18 May 2009

Comic Books: All Grown Up (Part 1)

Now, comics are not necessarily comic books, and comic books may be in fact be graphic novels, and comics may be made into cartoons and cartoons into comics, but they are not the same thing. It's all a bit confusing, so I will explain a little.

First, there are comic strips (think, Peanuts), a newspaper staple that, like all things newspaper, are in decline and fighting to survive. But they are finding a second life online and loads of them may now be found on Comics.com.

Comic books are more than long-form comic strips, and most are not funny at all. And, while they used to be directed exclusively to preadolescents and adolescents, they now are published for an older demographic and are very diverse in style and content. Many are not about superheroes at all, or are even anti-superhero (The Watchmen), and most people have probably seen movies based on "comic books" and had no idea that was the source. One director even made a movie based on a comic and did not know that fact at the time (David Cronenberg and A History of Violence).

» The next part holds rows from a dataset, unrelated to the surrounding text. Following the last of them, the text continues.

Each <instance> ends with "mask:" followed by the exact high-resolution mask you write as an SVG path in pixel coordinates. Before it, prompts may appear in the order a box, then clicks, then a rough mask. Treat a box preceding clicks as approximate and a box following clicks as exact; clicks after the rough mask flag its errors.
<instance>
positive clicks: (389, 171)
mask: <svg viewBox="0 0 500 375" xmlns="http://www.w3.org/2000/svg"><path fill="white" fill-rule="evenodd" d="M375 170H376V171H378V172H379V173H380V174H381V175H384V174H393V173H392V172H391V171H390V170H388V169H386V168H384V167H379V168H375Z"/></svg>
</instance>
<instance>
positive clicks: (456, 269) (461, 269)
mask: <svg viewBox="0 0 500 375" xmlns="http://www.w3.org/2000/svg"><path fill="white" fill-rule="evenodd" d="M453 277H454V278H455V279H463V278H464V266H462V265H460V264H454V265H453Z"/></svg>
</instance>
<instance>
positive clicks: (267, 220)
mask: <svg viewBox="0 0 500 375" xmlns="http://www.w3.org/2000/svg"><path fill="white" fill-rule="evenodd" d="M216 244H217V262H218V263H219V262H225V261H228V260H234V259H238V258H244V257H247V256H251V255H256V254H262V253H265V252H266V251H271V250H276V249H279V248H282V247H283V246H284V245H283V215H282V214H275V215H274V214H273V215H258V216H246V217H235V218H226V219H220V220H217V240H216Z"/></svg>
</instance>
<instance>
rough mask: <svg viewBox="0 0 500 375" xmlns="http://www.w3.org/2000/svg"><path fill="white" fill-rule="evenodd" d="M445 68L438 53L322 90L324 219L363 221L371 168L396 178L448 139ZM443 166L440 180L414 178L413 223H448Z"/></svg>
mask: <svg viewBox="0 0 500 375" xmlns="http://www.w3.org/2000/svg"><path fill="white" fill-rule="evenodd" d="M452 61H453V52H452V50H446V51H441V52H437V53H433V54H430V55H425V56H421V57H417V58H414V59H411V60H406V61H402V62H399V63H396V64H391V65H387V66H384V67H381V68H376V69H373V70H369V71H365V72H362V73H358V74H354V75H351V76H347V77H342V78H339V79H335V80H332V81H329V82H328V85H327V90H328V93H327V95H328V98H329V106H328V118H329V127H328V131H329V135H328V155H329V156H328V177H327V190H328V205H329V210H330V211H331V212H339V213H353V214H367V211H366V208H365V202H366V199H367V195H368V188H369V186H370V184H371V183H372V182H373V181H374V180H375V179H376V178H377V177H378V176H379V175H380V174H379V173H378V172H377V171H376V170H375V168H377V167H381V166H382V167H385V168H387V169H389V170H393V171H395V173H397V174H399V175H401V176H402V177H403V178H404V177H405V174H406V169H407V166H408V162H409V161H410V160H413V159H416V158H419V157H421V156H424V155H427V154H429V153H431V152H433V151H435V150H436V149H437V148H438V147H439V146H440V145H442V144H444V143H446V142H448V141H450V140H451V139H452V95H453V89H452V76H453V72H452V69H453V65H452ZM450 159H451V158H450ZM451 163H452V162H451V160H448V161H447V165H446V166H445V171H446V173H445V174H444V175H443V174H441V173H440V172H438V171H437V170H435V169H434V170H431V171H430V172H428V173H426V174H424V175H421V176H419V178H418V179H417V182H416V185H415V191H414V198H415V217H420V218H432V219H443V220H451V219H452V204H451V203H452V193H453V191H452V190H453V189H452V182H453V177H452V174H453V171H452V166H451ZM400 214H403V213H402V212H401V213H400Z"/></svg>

Since "comic book" is a misnomer and (often wrongly) connotes juvenile pulps, many of these modern, serious and mature works (at least in collected or longer form) are called "graphic novels." But that term is clunky and a little controversial, as much an effort to sound serious and mature, and a marketing ploy to reach mature readers, as anything else. So I just stick with "comics," by which I mean all illustrated serials and novellas, ranging from Maus to Spider-man to Archie. Illustration is really their only commonality—"comics is a medium, not a genre."


Art Spiegelman's Pulitzer-winning Maus, a biography of his father's survival of the Holocaust, is a stellar example of the modern "graphic novel," which unites the countercultural and mature subjects of underground and independent comics with the more popular style of mainstream comics.